In Dawkins’ 2006 book, The God Delusion, he writes that “We are all atheists about most of the gods that humanity has ever believed in. Some of us just go one god further.” (1) He’s asking the reader to shift perspective: instead of regarding the atheist and the theist as endorsing entirely antithetical worldviews, the reader should recognize that they in fact see eye-to-eye in rejecting all of the other alternatives. For example, although the atheist and the fundamentalist Christian disagree with each other about the existence of the Christian god, they agree about the non-existence of the Jewish god, the Muslim god, and every other god that humanity has ever invented. From this perspective, the atheist and the theist are not so far apart – merely one god away from complete agreement.

The same kind of argument can be applied to libertarianism and its proponents. Firstly, what is libertarianism? One can define it in terms of either morality or politics. Morally, libertarianism is the idea that the so-called ‘nonaggression principle’ is universal and should be treated as such. This view is amusingly summarized by the title of Matt Kibbe’s book, Don’t Hurt People and Don’t Take Their Stuff: A Libertarian Manifesto. Politically, libertarianism is the doctrine that because governments only hinder economic growth, the government should therefore be small or nonexistent.

I’ve left many, many details out, but the curious reader may learn more about the arguments, economics, and morality of freedom elsewhere (2). This essay is not a defense of libertarianism per se. Rather, I wish to pull a Dawkins and show you how similar you are to libertarians already, regardless of your political positions.

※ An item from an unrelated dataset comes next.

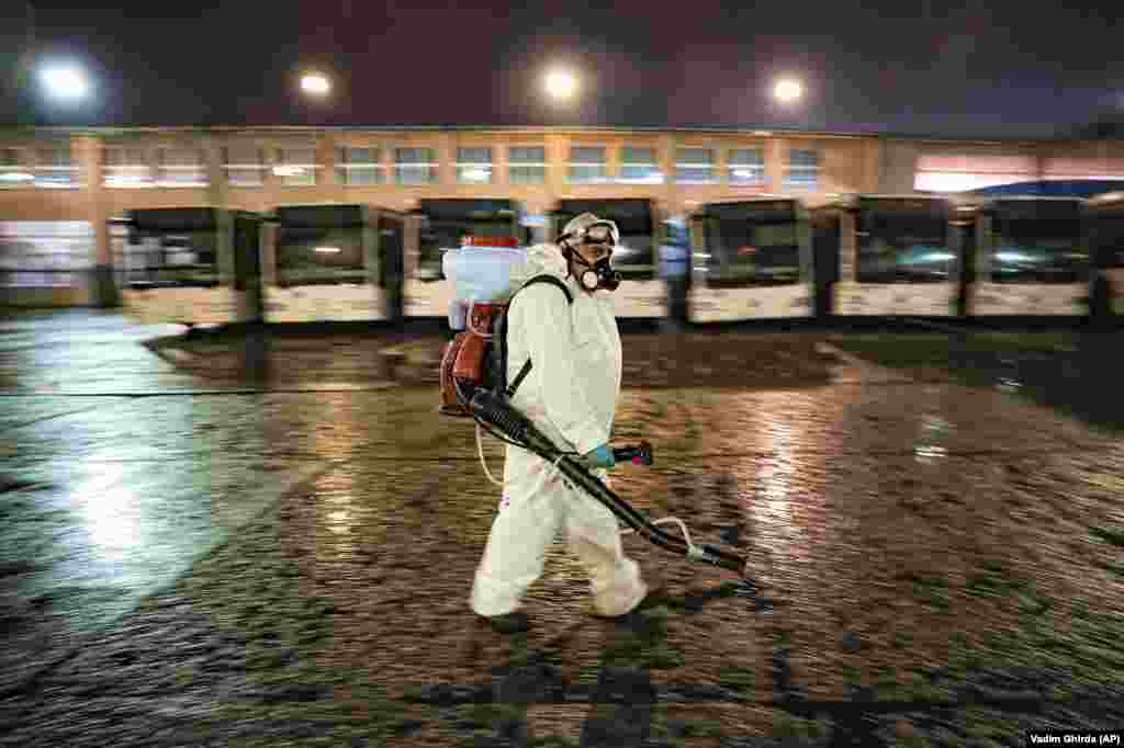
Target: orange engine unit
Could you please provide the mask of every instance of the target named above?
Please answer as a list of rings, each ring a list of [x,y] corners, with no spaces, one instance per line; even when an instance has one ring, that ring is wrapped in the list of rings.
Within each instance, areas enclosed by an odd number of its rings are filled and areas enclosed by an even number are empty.
[[[487,386],[488,373],[484,361],[491,343],[492,327],[506,304],[472,305],[469,312],[469,329],[457,332],[445,345],[441,358],[441,412],[446,416],[471,416],[461,404],[456,394],[456,381],[473,386]],[[484,337],[484,336],[489,337]]]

In Western societies, we’ve already accepted the aforementioned nonaggression principle in the private sphere. One is expected to make an honest living, and, conversely, theft is frowned upon. Tell someone you earned your fortune by climbing the ranks of a corporate ladder, or founding a successful company, or inventing some device that is purchased by millions, and most people respond with anything between apathy and admiration. On the other hand, tell someone that your riches were acquired from dozens of bank robberies, and the reception will be far more negative. The overwhelming majority of Westerners see the moral difference between earning wealth and stealing it. The libertarian simply asks us to apply this recognition to all members of society, including government agents. When the dust settles, are politicians wealth producers or wealth stealers? How do they acquire revenue?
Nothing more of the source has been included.